3. Analisis Plot dalam Cerpen
Judul cerpen: Wajah Itu Membayang di Piring Bubur
Pengarang: Indra Tranggono
Kompas, Minggu, 8 April 2012
Plot yang digunakan dalam cerpen Wajah Itu Membayang di Piring Bubur karya Indra Tranggono adalah campuran. Cerita diawali dengan kesetiaan Sumbi membuatkan bubur jawa untuk suaminya, Murwad meskipun Murwad tidak pernah pulang ke rumah setelah kejadian kebakaran di Pasar Kliwon. Ada yang mengatakan bahwa Murwad sudah meninggal, tetapi Sumbi tidak percaya, seperti dalam kutipan berikut:
“Namun, Sumbi yakin, suaminya itu masih hidup. Dia pasti pulang. Entah kapan. Sumbi mengulur-ulur harapan itu dengan menyajikan bubur gula jawa buat Murwad. Di hamparan bubur hangat itu, terbayang wajah Murwad. Tersenyum. Dada Sumbi terasa mengembang.”
Setelah cerita tersebut, bagian berikutnya menampilkan kilas balik atau flasback sebelum terjadi peristiwa kebakaran. Setiap pagi Murwad membersihkan pasar. Menjelang subuh ia selalu melihat pasangan yang bercinta di los pasar. Ia marah dan mengusir mereka karena berbuatan tersebut dapat mengotori pasar dan membuat bakul-bakul bangkrut. Tidak lama setelah itu terdengar ledakan dan dengan cepat Pasar Kliwon terbakar, seperti dalam kutipan berikut:
“Mendadak terdengar suara ledakan. Sangat keras. Muncul percikan-percikan api. Makin lama makin membesar. Menjilat-jilat. Api itu terus menjalar membakar apa saja.”

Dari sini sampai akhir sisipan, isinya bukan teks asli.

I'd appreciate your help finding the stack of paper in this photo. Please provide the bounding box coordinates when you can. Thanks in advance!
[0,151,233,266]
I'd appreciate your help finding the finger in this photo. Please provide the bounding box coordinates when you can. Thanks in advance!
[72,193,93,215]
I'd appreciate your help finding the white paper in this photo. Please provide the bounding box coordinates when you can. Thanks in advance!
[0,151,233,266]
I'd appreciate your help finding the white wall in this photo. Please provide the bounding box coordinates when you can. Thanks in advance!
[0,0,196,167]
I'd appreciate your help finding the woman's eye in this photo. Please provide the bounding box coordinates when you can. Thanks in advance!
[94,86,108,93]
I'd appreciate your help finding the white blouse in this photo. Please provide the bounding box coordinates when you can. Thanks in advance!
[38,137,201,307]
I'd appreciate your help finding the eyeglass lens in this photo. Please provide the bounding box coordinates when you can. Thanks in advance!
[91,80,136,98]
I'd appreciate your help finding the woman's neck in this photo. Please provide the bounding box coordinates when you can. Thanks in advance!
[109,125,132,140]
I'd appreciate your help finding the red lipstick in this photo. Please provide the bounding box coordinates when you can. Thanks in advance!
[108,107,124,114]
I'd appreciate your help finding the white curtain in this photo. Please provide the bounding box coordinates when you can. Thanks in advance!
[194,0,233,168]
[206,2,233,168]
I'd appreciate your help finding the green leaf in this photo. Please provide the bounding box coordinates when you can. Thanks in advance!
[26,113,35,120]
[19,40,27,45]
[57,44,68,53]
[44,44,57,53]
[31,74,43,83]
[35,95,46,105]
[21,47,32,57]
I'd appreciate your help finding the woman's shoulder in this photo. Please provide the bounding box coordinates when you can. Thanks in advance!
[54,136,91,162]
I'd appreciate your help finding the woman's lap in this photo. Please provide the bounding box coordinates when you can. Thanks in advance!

Plot selanjutnya tidak lagi menyoroti flasback, tetapi peristiwa ketika Walikota Bragalba meresmikan pasar Kliwon menjadi Kliwon Plaza dengan harapan pasar menjadi lebih modern dan memperbaiki dinamika perekonomian kota. Ada yang menyinggung tentang genderuwo yang menghuni pasar seperti yang dibicarakan orang-orang selama ini, seperti dalam kutipan berikut:
“No comment. Maaf. Saya hanya menjawab pertanyaan yang rasional. Saya tidak percaya hantu.”
Sumbi dan Murwad yang berada dalam tempat berbeda. Murwad ditahan dipenjara karena diduga sebagi pelaku pembakaran pasar, seperti dalam kutipan berikut:
“Tahu alasan saudara ditahan?”
“Tidak. Saya hanya melihat pasar itu tiba-tiba terbakar.”
Di sisi lain, Sumbi masih setia membuatkan bubur gula jawa untuk Murwad dan tersenyum melihat bubur tersebut karena dapat melihat wajah Murwad, seperti dalam kutipan berikut:
“Sumbi mengambil bubur gula jawa yang tadi pagi ditaruhnya di meja dan menggantinya dengan bubur yang baru, yang masih hangat. Ia berharap, Murwad segera menikmatinya.
Di sel tahanan, Murwad tidak mau makan. Tubuhnya semakin melemah dan akhirnya ia meninggal. Sumbi ketika pagi hari membuat bubur untuk Murwad terkejut dan menumpahkan bubur tersebut karena tidak lagi melihat wajah Murwad di hamparan bubur, seperti kutipan berikut:
“Tangannya mendadak gemetar. Piring itu terlepas. Bubur itu tumpah. Ia tak melihat lagi wajah suaminya dalam hamparan bubur.....”
Jadi alur yang digunakan dalam cerpen Wajah Itu Membayang di Piring Bubur karya Indra Tranggono adalah campuran. Jika diurutkan dari penjelasan di atas maka dapat diketahui pola A-B-C, namun jika diurutkan sesuai alur yang runtut adalah B-A-C.